Ein immissionsschutzrechtlicher Vorbescheid ist im Rahmen einer Nachbarklage nur in eingeschränktem Umfang auf seine Rechtmäßigkeit hin zu untersuchen. Denn Nachbarn haben nicht schon dann einen Anspruch auf Aufhebung eines Vorbescheides, wenn dieser objektiv rechtswidrig ist. Gegenstand der verwaltungsgerichtlichen Kontrolle im Rahmen einer Nachbaranfechtung ist vielmehr allein, ob der angegriffene Vorbescheid mit solchen Vorschriften des öffentlichen Rechts in Einklang steht, die – jedenfalls auch – den Interessen des um Rechtsschutz nachsuchenden Nachbarn zu dienen bestimmt sind. Eine weitere Einschränkung des gerichtlichen Prüfungsumfanges ergab sich bei der nunmehr von der 8. Kammer des Gerichts entschiedenen Nachbarklage daraus, dass der streitgegenständliche immissionsschutzrechtliche Vorbescheid nur die Vereinbarkeit des Vorhabens mit dem Planungsrecht, dem Landschaftsschutz und den militärischen und zivilen Belangen der Luftfahrt zum Gegenstand hat. 

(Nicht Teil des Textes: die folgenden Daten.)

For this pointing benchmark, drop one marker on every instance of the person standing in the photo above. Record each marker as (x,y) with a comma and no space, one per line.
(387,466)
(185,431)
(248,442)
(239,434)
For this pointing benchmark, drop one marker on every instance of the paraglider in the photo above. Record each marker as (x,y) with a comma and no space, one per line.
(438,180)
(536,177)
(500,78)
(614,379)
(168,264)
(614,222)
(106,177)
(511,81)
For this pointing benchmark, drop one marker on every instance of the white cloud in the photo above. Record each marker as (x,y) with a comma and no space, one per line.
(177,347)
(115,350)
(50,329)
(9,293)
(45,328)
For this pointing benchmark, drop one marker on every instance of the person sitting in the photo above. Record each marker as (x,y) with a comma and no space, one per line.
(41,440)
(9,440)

Die Kammer führt in ihrem Urteil vom 19. April 2021 aus, der Klägerin stehe kein Abwehrrecht gegen die Windenergieanlagen mit Blick auf optisch bedrängende Wirkungen zu. Im Rahmen der hier erforderlichen Einzelfallbetrachtung seine keine Umstände festzustellen, die trotz des Höhenunterschiedes und der Entfernung zwischen den Windenergieanlagen und dem Wohnhaus der Klägerin für eine optisch bedrängende Wirkung sprächen. Die geplanten Anlagen erzeugten zudem keine schädlichen Umwelteinwirkungen in Gestalt von Infraschall.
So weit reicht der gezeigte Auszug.